La coalition gouvernementale marocaine connaît des tensions inédites autour du projet de loi de finances 2026. Le Parti de l’Istiqlal, allié majeur du Rassemblement national des indépendants (RNI) d’Aziz Akhannouch, a publié un mémorandum économique critiquant les choix budgétaires de l’exécutif, révélant une fracture au sein de la majorité.
Le malaise s’était installé depuis plusieurs semaines, notamment à cause de la gestion de la crise des motos saisies. Le chef du gouvernement avait revendiqué personnellement la résolution de cette affaire, ce qui a été perçu comme une violation de la charte majoritaire imposant une prise de décision collective. Certains observateurs estiment que cet épisode a déclenché une logique concurrentielle au sein de la coalition.
Traditionnellement discipliné, l’Istiqlal a choisi de présenter ses critiques sous forme d’un document économique détaillé. Ce mémorandum repose sur huit priorités stratégiques, allant du renforcement de l’État social et de la protection du pouvoir d’achat à la souveraineté nationale dans les secteurs vitaux (santé, alimentation, énergie, industrie). Le texte insiste également sur le développement des zones rurales et semi-urbaines, dans le cadre de la régionalisation avancée.

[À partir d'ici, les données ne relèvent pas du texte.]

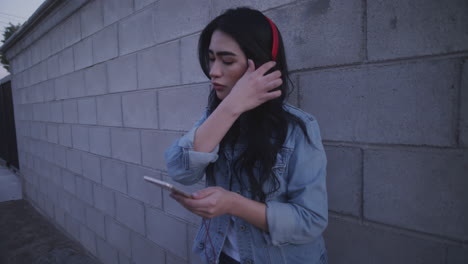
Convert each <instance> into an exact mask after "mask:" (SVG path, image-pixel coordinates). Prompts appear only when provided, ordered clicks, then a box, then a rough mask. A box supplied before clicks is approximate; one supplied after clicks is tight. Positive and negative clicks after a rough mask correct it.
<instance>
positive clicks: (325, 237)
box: [325, 207, 445, 264]
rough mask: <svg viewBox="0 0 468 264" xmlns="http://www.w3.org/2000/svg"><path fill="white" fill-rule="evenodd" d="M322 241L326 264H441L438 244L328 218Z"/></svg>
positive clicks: (429, 241)
mask: <svg viewBox="0 0 468 264" xmlns="http://www.w3.org/2000/svg"><path fill="white" fill-rule="evenodd" d="M381 208H384V207H381ZM325 241H326V244H327V250H328V258H329V262H330V263H335V264H342V263H343V264H344V263H382V264H392V263H418V262H420V263H430V264H432V263H434V264H435V263H444V255H445V246H444V245H443V244H441V243H437V242H433V241H431V240H424V239H420V238H416V237H411V236H408V235H404V234H399V233H398V232H394V231H389V230H385V229H379V228H377V227H374V226H364V225H359V224H356V223H351V222H346V221H344V220H340V219H335V218H330V221H329V226H328V228H327V230H326V231H325Z"/></svg>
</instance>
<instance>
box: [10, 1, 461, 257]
mask: <svg viewBox="0 0 468 264" xmlns="http://www.w3.org/2000/svg"><path fill="white" fill-rule="evenodd" d="M239 5H249V6H253V7H256V8H259V9H261V10H263V11H265V13H266V14H267V15H268V16H270V17H271V18H272V19H273V20H274V21H275V22H276V23H277V25H278V27H279V28H280V30H281V32H282V35H283V38H284V40H285V43H286V47H287V55H288V58H289V61H288V62H289V66H290V69H291V72H292V76H293V79H294V82H295V84H296V92H295V93H294V96H293V98H292V99H291V102H292V103H294V104H295V105H298V106H299V107H300V108H302V109H304V110H305V111H307V112H310V113H312V114H313V115H315V116H316V118H317V119H318V120H319V123H320V124H321V130H322V136H323V139H324V143H325V146H326V151H327V154H328V159H329V165H328V190H329V208H330V224H329V227H328V229H327V231H326V234H325V237H326V241H327V246H328V250H329V255H330V256H329V257H330V263H333V264H338V263H430V264H432V263H444V264H445V263H447V264H449V263H450V264H455V263H468V210H467V209H468V192H467V191H466V190H467V189H468V151H467V148H468V63H467V60H466V59H467V58H468V16H467V14H468V2H467V1H465V0H448V1H437V0H430V1H423V0H414V1H403V0H397V1H376V0H347V1H327V0H316V1H293V0H275V1H266V0H262V1H246V0H236V1H228V0H197V1H191V0H158V1H151V0H112V1H111V0H106V1H104V0H103V1H99V0H94V1H85V0H80V1H65V3H64V4H63V5H60V6H59V7H56V8H55V10H52V11H50V13H48V15H47V16H45V18H44V19H42V20H41V21H39V22H38V23H37V24H36V25H35V26H34V27H33V29H32V30H31V31H30V32H29V33H28V34H27V35H26V36H25V37H23V38H22V39H20V40H19V41H18V42H17V43H16V44H15V45H14V46H13V47H11V48H10V49H9V50H8V53H7V54H8V56H9V57H10V60H11V62H12V69H13V78H12V79H13V88H14V100H15V111H16V112H15V114H16V125H17V132H18V144H19V153H20V164H21V166H20V167H21V168H20V170H21V174H22V176H23V180H24V181H23V182H24V192H25V196H26V197H27V199H29V200H30V201H31V202H32V203H33V204H34V205H35V206H36V208H37V209H38V210H40V211H41V212H42V213H43V214H44V215H46V216H48V217H49V218H50V220H51V221H52V222H54V223H55V224H56V225H57V226H59V227H60V228H62V229H64V230H65V231H66V232H68V234H69V235H70V236H72V237H73V238H74V239H76V240H78V241H80V242H81V243H82V244H83V246H84V247H85V248H86V249H87V250H89V252H90V253H92V254H94V255H95V256H97V257H98V258H99V259H100V260H102V262H104V263H121V264H123V263H133V262H134V263H198V260H197V259H196V258H195V257H194V256H193V255H192V254H191V250H190V248H191V243H192V240H193V238H194V236H195V233H196V229H197V225H198V224H199V218H198V217H196V216H195V215H193V214H191V213H188V212H187V211H186V210H184V209H183V208H181V206H179V205H178V204H177V203H175V202H174V201H173V200H172V199H170V198H169V196H168V193H166V192H161V190H160V189H159V188H157V187H154V186H150V185H148V184H146V183H145V182H143V180H142V176H143V175H151V176H153V177H157V178H162V179H165V180H168V177H167V173H166V169H165V165H164V160H163V150H164V149H165V148H166V147H167V146H168V145H169V144H170V143H171V142H172V141H173V140H175V139H176V138H177V137H179V136H181V135H182V134H183V133H184V131H187V130H188V129H189V128H190V127H191V126H192V124H193V123H194V122H195V121H196V120H197V119H198V118H199V116H200V115H201V113H202V111H203V108H204V106H205V104H206V97H207V95H208V92H209V86H208V82H207V79H206V78H205V77H204V75H203V74H202V72H201V70H200V69H199V66H198V62H197V58H196V44H197V38H198V36H199V33H200V31H201V29H202V28H203V27H204V25H206V24H207V23H208V22H209V21H210V19H212V18H214V17H215V16H216V15H218V14H219V13H220V12H221V11H222V10H223V9H226V8H229V7H233V6H239ZM202 186H203V184H202V183H201V184H199V185H197V186H193V187H190V188H188V189H189V190H197V189H199V188H202Z"/></svg>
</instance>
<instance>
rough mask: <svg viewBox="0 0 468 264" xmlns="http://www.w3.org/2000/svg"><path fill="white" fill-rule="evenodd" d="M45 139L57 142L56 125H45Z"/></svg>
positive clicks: (57, 129) (57, 131)
mask: <svg viewBox="0 0 468 264" xmlns="http://www.w3.org/2000/svg"><path fill="white" fill-rule="evenodd" d="M47 141H49V142H51V143H55V144H58V126H57V125H54V124H50V125H47Z"/></svg>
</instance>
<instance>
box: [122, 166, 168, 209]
mask: <svg viewBox="0 0 468 264" xmlns="http://www.w3.org/2000/svg"><path fill="white" fill-rule="evenodd" d="M143 176H150V177H153V178H156V179H160V177H161V175H160V173H159V172H157V171H154V170H150V169H147V168H144V167H141V166H135V165H127V186H128V195H129V196H130V197H132V198H135V199H137V200H139V201H142V202H144V203H146V204H149V205H151V206H153V207H157V208H162V191H161V188H160V187H159V186H156V185H154V184H151V183H148V182H147V181H145V180H144V179H143Z"/></svg>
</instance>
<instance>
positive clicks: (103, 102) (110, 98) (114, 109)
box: [96, 94, 122, 126]
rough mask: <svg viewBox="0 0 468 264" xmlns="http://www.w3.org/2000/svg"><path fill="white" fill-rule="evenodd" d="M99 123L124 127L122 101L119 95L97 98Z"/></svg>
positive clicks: (98, 118)
mask: <svg viewBox="0 0 468 264" xmlns="http://www.w3.org/2000/svg"><path fill="white" fill-rule="evenodd" d="M96 103H97V122H98V124H99V125H105V126H122V99H121V98H120V95H119V94H115V95H104V96H99V97H96Z"/></svg>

La démarche de l’Istiqlal soulève des questions : comment un parti membre de la majorité peut-il contester publiquement un projet qu’il est censé soutenir ? Pour certains analystes, il s’agit d’un repositionnement stratégique, visant à renforcer l’image du parti auprès de l’opinion et à préparer la prochaine campagne électorale.

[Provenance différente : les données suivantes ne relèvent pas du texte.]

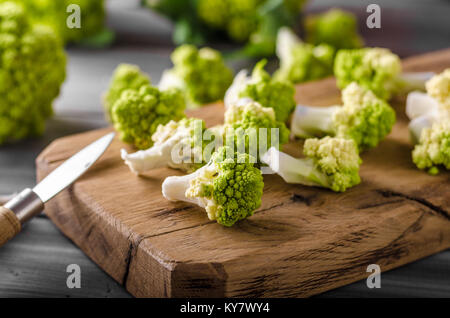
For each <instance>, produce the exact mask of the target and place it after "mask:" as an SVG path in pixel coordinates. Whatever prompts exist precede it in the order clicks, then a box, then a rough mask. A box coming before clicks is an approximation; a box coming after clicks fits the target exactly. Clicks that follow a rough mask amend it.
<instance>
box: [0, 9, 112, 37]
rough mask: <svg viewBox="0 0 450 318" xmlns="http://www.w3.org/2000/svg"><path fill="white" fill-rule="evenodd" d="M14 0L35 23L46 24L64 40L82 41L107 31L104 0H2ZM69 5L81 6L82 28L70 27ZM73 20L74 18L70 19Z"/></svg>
mask: <svg viewBox="0 0 450 318" xmlns="http://www.w3.org/2000/svg"><path fill="white" fill-rule="evenodd" d="M5 1H13V2H16V3H20V4H21V5H23V6H24V8H25V9H26V11H27V14H28V15H29V17H30V19H31V20H32V22H33V23H39V24H45V25H47V26H49V27H51V28H52V29H53V30H54V32H55V33H56V34H57V35H58V36H59V37H60V38H61V40H63V41H64V43H67V42H80V41H81V40H83V39H86V38H90V37H93V36H96V35H98V34H99V33H100V32H102V31H105V27H104V22H105V6H104V0H0V3H1V2H5ZM69 5H78V6H79V7H80V15H81V16H80V21H81V28H76V27H75V28H69V27H68V25H67V21H68V13H67V12H68V11H67V10H68V9H72V8H71V7H69ZM70 22H72V20H70Z"/></svg>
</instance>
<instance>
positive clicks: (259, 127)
mask: <svg viewBox="0 0 450 318" xmlns="http://www.w3.org/2000/svg"><path fill="white" fill-rule="evenodd" d="M229 128H231V129H232V131H233V134H234V137H233V138H234V140H235V143H236V149H238V150H239V149H242V148H244V149H245V152H247V153H248V152H249V151H250V150H251V149H252V147H254V148H253V151H256V152H257V153H256V154H253V153H252V155H254V157H256V158H257V159H258V158H259V149H265V150H267V149H269V148H270V147H272V146H274V145H276V148H277V149H278V148H279V147H280V146H281V145H283V144H285V143H287V142H288V141H289V130H288V129H287V128H286V125H285V124H284V123H283V122H280V121H277V120H276V118H275V112H274V110H273V108H268V107H262V106H261V105H260V104H259V103H257V102H254V101H251V100H249V101H248V102H245V103H238V104H235V105H232V106H230V107H229V108H227V110H226V112H225V125H224V131H225V132H226V131H227V129H229ZM261 128H264V129H267V130H266V133H265V134H264V133H263V135H261V131H260V129H261ZM273 129H276V130H274V131H272V130H273ZM276 132H277V134H274V135H273V136H274V137H275V138H276V140H272V133H276ZM252 134H254V139H252V137H251V136H252ZM250 140H252V142H254V143H255V145H249V143H250Z"/></svg>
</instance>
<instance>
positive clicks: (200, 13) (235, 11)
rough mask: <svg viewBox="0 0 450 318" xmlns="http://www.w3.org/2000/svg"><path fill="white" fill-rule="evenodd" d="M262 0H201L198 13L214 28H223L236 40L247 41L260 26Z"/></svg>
mask: <svg viewBox="0 0 450 318" xmlns="http://www.w3.org/2000/svg"><path fill="white" fill-rule="evenodd" d="M261 3H262V2H261V1H260V0H199V1H198V5H197V14H198V16H199V18H200V20H201V21H202V22H204V23H205V24H206V25H208V26H209V27H211V28H213V29H217V30H223V31H225V32H226V33H227V34H228V36H229V37H230V38H231V39H232V40H233V41H235V42H244V41H247V40H248V38H249V36H250V34H252V33H253V32H254V31H255V30H256V28H257V27H258V10H257V9H258V6H260V4H261Z"/></svg>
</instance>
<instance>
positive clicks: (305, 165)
mask: <svg viewBox="0 0 450 318" xmlns="http://www.w3.org/2000/svg"><path fill="white" fill-rule="evenodd" d="M303 153H304V155H305V156H306V158H301V159H298V158H294V157H291V156H289V155H287V154H285V153H283V152H280V151H278V150H277V149H275V148H270V149H269V151H268V152H267V153H266V154H265V155H264V156H263V158H262V161H263V162H264V163H266V164H268V165H269V167H270V168H271V169H272V170H273V171H274V172H275V173H277V174H279V175H280V176H281V177H282V178H283V179H284V180H285V181H286V182H287V183H297V184H303V185H307V186H319V187H325V188H329V189H331V190H333V191H336V192H344V191H345V190H347V189H348V188H351V187H353V186H355V185H357V184H359V183H360V181H361V180H360V177H359V165H360V163H361V159H360V157H359V155H358V150H357V148H356V145H355V143H354V141H353V140H351V139H344V138H336V137H329V136H327V137H324V138H322V139H317V138H312V139H307V140H306V141H305V144H304V147H303Z"/></svg>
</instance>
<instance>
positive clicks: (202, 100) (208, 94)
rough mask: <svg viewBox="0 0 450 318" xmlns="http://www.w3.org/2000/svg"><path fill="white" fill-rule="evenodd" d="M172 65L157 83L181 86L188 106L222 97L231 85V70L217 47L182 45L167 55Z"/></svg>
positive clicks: (167, 85) (213, 100)
mask: <svg viewBox="0 0 450 318" xmlns="http://www.w3.org/2000/svg"><path fill="white" fill-rule="evenodd" d="M171 59H172V62H173V64H174V67H173V68H172V69H170V70H167V71H166V72H164V74H163V77H162V79H161V81H160V84H159V87H160V88H161V89H165V88H168V87H178V88H180V89H182V90H183V91H184V92H185V94H186V96H187V100H188V105H190V106H191V107H196V106H202V105H204V104H207V103H211V102H215V101H218V100H221V99H223V97H224V94H225V91H226V90H227V88H228V87H229V86H230V85H231V82H232V80H233V72H232V70H231V69H230V68H228V66H227V65H226V64H225V62H224V60H223V58H222V55H221V54H220V52H219V51H216V50H213V49H211V48H201V49H197V48H196V47H195V46H193V45H182V46H180V47H178V48H176V49H175V51H174V52H173V53H172V55H171Z"/></svg>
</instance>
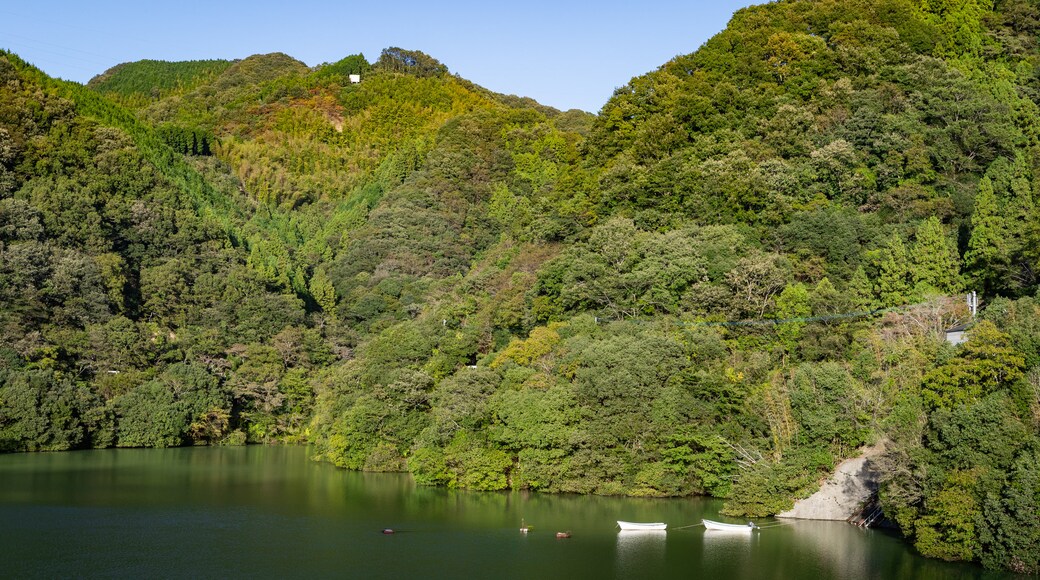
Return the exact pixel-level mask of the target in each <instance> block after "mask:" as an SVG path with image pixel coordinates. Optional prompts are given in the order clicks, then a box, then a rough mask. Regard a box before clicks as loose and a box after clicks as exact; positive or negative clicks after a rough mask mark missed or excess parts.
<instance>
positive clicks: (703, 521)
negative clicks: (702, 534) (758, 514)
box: [701, 520, 758, 533]
mask: <svg viewBox="0 0 1040 580" xmlns="http://www.w3.org/2000/svg"><path fill="white" fill-rule="evenodd" d="M701 522H703V523H704V529H706V530H716V531H738V532H747V533H750V532H751V530H754V529H758V526H756V525H755V524H754V522H748V523H747V524H724V523H722V522H712V521H711V520H701Z"/></svg>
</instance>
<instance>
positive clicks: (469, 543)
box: [0, 447, 999, 580]
mask: <svg viewBox="0 0 1040 580" xmlns="http://www.w3.org/2000/svg"><path fill="white" fill-rule="evenodd" d="M720 508H721V503H720V502H718V501H713V500H702V499H679V500H636V499H620V498H600V497H579V496H547V495H537V494H524V493H500V494H499V493H467V492H452V491H448V490H440V489H427V487H417V486H415V485H414V484H413V483H412V480H411V478H410V477H409V476H407V475H399V474H362V473H354V472H346V471H341V470H338V469H335V468H333V467H331V466H329V465H324V464H317V463H313V462H311V460H309V459H308V457H307V449H305V448H301V447H240V448H185V449H168V450H129V449H125V450H96V451H77V452H71V453H35V454H14V455H0V577H2V578H34V577H41V578H69V577H90V578H97V577H120V578H126V577H132V578H168V577H176V578H228V577H248V578H524V579H535V578H574V579H581V578H809V579H812V580H822V579H826V578H879V579H880V578H915V579H916V578H921V579H927V578H943V579H945V578H982V577H993V578H996V577H999V576H998V575H992V574H985V573H983V571H982V570H981V569H979V568H976V566H969V565H957V564H946V563H942V562H936V561H932V560H927V559H924V558H920V557H918V556H916V555H914V554H913V553H912V551H911V550H909V549H908V548H907V547H906V546H905V545H904V544H903V543H902V542H900V541H899V539H898V538H896V537H894V536H892V535H890V534H888V533H885V532H881V531H876V530H860V529H858V528H856V527H854V526H850V525H848V524H843V523H826V522H797V523H790V524H780V525H776V526H774V527H766V528H765V529H762V530H760V531H758V532H755V533H753V534H750V535H748V534H738V535H732V534H727V533H713V532H705V531H704V529H703V528H702V527H700V526H692V527H684V526H690V525H692V524H697V523H699V522H700V520H701V518H702V517H707V518H717V515H718V511H719V509H720ZM521 518H522V519H524V520H525V521H526V522H527V523H528V524H530V525H531V526H532V530H531V531H530V533H528V534H526V535H523V534H521V533H519V531H518V528H519V525H520V521H521ZM616 520H629V521H636V522H667V523H668V524H669V531H668V532H665V533H662V532H627V533H626V532H619V531H617V529H616V527H615V521H616ZM760 524H762V525H764V526H771V525H772V524H771V522H769V521H763V522H760ZM388 527H389V528H393V529H395V530H398V531H397V533H395V534H393V535H384V534H383V533H382V530H383V528H388ZM564 530H567V531H571V532H572V537H571V538H569V539H556V538H555V532H556V531H564Z"/></svg>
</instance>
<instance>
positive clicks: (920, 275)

Ce positionnement fragilise également la position d’Aziz Akhannouch et de son ministre de l’Économie, contraints de négocier avec un partenaire devenu plus exigeant. Si ce débat semble refléter une maturité politique, il révèle surtout une tension croissante : la coalition, conçue pour assurer la stabilité, devient un terrain de rivalités internes.
Pour certains observateurs, l’Istiqlal anticipe la campagne électorale sous couvert d’une réflexion programmatique. D’autres y voient un rappel des fondamentaux du parti : affirmer sa vision sociale et souverainiste, même au prix de tensions au sein de la majorité. Cet épisode illustre la fragilité des alliances politiques au Maroc, souvent fondées sur des compromis tactiques plutôt qu’idéologiques, et pourrait annoncer une recomposition des rapports de force au sein du gouvernement.